"We'll meet you at the post office" they say and I exit through the alleyway.
I wish I could tell you about the layers of Fontainebleau, France, but that would give the impression that Fontainebleau is something I understand.
I can barely manage a bonjour without choking, so how am I to talk about the dark shade of yellow that follows all of Fontainebleau? The color in the women's scarves and the honey candy they carry, the color in the carousel at town centre and the castle gleaming or glaring over it. The color of the mustard fields that guard the towns edges and the meridians filled with daffodils. The color of a town in transition—of warnings about the future: 'deviation' and 'piétons,' and reminders of the past: 'palais' and 'rue de la.'
I cannot direct you around the town's streets, because they stutter and slur and are for the most part incomprehensible. Communication with the town happens only through alleyways.
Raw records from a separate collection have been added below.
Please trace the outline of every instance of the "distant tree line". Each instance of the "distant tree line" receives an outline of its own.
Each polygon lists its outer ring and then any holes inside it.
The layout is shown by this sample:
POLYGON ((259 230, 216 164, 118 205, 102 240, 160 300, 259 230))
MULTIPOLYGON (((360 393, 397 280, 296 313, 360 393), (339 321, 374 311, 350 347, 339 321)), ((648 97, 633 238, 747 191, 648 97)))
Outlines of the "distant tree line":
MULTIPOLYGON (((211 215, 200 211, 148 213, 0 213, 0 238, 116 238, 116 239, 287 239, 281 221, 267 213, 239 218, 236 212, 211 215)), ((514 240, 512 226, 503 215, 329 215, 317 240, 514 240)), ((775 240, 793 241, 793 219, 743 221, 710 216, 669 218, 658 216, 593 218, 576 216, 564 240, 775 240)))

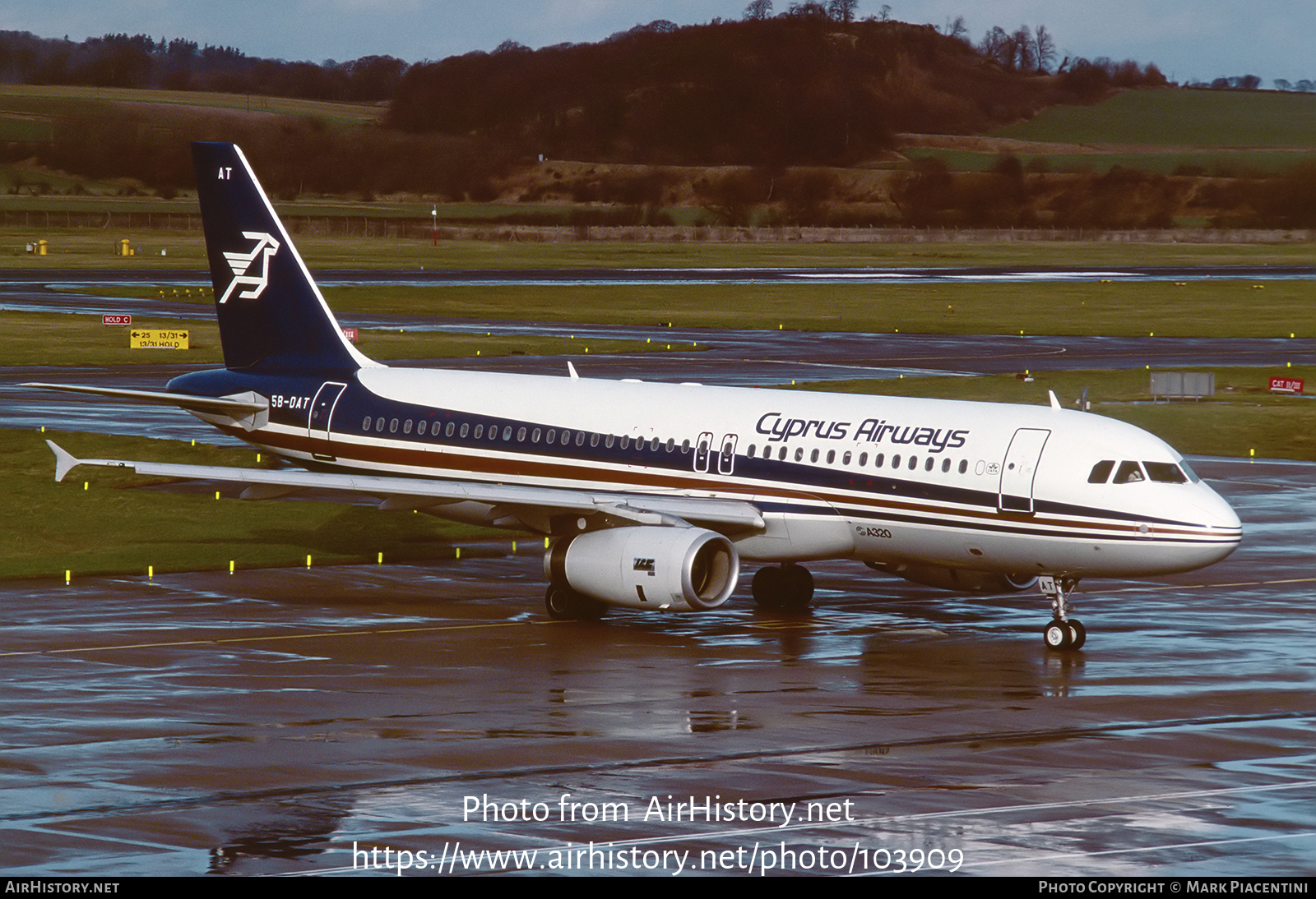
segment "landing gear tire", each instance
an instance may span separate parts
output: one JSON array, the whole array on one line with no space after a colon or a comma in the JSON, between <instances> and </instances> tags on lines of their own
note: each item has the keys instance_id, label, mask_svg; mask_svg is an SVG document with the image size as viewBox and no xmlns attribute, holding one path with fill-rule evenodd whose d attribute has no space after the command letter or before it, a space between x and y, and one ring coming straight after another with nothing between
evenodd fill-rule
<instances>
[{"instance_id":1,"label":"landing gear tire","mask_svg":"<svg viewBox=\"0 0 1316 899\"><path fill-rule=\"evenodd\" d=\"M754 594L754 603L759 609L780 609L786 593L786 578L782 569L769 565L754 572L754 580L749 584L749 591Z\"/></svg>"},{"instance_id":2,"label":"landing gear tire","mask_svg":"<svg viewBox=\"0 0 1316 899\"><path fill-rule=\"evenodd\" d=\"M803 565L784 565L782 573L786 576L786 597L782 609L786 611L804 611L813 602L813 576Z\"/></svg>"},{"instance_id":3,"label":"landing gear tire","mask_svg":"<svg viewBox=\"0 0 1316 899\"><path fill-rule=\"evenodd\" d=\"M1070 649L1074 644L1070 622L1062 622L1058 618L1051 620L1051 623L1042 630L1042 640L1046 643L1048 649Z\"/></svg>"},{"instance_id":4,"label":"landing gear tire","mask_svg":"<svg viewBox=\"0 0 1316 899\"><path fill-rule=\"evenodd\" d=\"M769 565L754 572L750 593L759 609L804 611L813 599L813 576L801 565Z\"/></svg>"},{"instance_id":5,"label":"landing gear tire","mask_svg":"<svg viewBox=\"0 0 1316 899\"><path fill-rule=\"evenodd\" d=\"M550 584L544 594L544 609L549 618L559 622L596 620L603 618L607 605L582 595L569 586Z\"/></svg>"}]
</instances>

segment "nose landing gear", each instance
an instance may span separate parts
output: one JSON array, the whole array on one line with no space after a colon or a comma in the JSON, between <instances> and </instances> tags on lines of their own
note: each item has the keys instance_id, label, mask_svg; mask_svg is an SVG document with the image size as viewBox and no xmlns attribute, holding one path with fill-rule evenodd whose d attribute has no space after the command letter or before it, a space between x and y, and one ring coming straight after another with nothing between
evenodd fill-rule
<instances>
[{"instance_id":1,"label":"nose landing gear","mask_svg":"<svg viewBox=\"0 0 1316 899\"><path fill-rule=\"evenodd\" d=\"M1042 628L1042 641L1048 649L1082 649L1087 643L1083 622L1069 616L1069 597L1078 586L1078 578L1042 574L1037 578L1042 595L1051 601L1051 622Z\"/></svg>"}]
</instances>

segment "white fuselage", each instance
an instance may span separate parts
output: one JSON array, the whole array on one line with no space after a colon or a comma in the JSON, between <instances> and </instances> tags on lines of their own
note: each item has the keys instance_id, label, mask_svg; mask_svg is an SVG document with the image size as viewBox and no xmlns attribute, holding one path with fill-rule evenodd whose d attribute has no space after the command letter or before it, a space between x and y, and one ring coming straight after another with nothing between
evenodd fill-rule
<instances>
[{"instance_id":1,"label":"white fuselage","mask_svg":"<svg viewBox=\"0 0 1316 899\"><path fill-rule=\"evenodd\" d=\"M1191 469L1162 477L1182 465L1162 440L1046 405L386 367L354 377L341 398L324 394L328 430L272 415L240 436L337 469L746 501L765 526L728 536L757 560L1142 576L1209 565L1241 536ZM1090 482L1103 460L1112 471Z\"/></svg>"}]
</instances>

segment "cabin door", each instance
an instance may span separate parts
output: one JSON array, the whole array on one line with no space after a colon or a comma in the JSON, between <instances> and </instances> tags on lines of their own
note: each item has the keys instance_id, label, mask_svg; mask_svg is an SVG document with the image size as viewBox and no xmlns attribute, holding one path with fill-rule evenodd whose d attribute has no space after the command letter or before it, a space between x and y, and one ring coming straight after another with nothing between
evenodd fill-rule
<instances>
[{"instance_id":1,"label":"cabin door","mask_svg":"<svg viewBox=\"0 0 1316 899\"><path fill-rule=\"evenodd\" d=\"M1000 467L1000 511L1033 511L1033 478L1037 476L1037 461L1042 457L1042 447L1050 431L1021 427L1005 451L1005 461Z\"/></svg>"},{"instance_id":2,"label":"cabin door","mask_svg":"<svg viewBox=\"0 0 1316 899\"><path fill-rule=\"evenodd\" d=\"M346 384L325 381L316 398L311 401L311 415L307 419L307 436L312 440L324 440L328 448L329 422L333 419L333 407L338 403L338 397L347 389ZM320 450L320 447L316 447ZM316 453L317 456L321 453Z\"/></svg>"}]
</instances>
In the alleyways are stories of cracked shutters planted into brick walls with paint chips that flutter down on gusty days. Today is still, instead of paint chips I get watered by a woman two floors up wetting her windowsill plants.
I can tell you about a coffee shop on Rue De La Bouchers that on the internet shows up as Paul & Paulette and on the inside is lined by a logo that reads: Caffé Vergnano 1882. Paulette, whose name is actually Miriam, walks in thin and straight lines trained by cobblestone streets. Each movement seems justified by the action it carries—setting a coffee filter, cutting a piece of cake, taking money. No excess. No smile, no bonjour; no need for it with chocolate cake so good and a shift so long.
When Paulette takes her lunch break she sits in the very back of the café next to an airbrushed painting of an octopus on the wall. The octopus is too stern and holding bad tempered vegetables—tomatoes and leeks—and a stack of wobbling teacups.
Paul is rounder. He has a circular face and small circular spectacles and he eats his lunch at the front of the café facing the door. Though he doesn't look up once as customers come and go. No smile, no bonjour; no desire for it with pasta so good and a lunch break so short.
I can also tell you how to get to the post office. All of the streets seem to be directed toward it. There is a 12th century palace adjacent to the post office where for centuries the kings of France took their ease, which may actually be what the roads are pointed at.
The post office, though, is a stunning all-brick building with an arching entrance and a dark, pointed roof. In a cement strip above the archway is a decorative art nouveau font that reads: Postes et Telegraphes. Underneath it, on a sliding glass door is a very systematic and modern 'La Poste' logo. It faces the town carousel which stands still and empty for most of the day and cranks up for a couple of rounds at unpredictable hours. It is surrounded by planters filled with daffodils.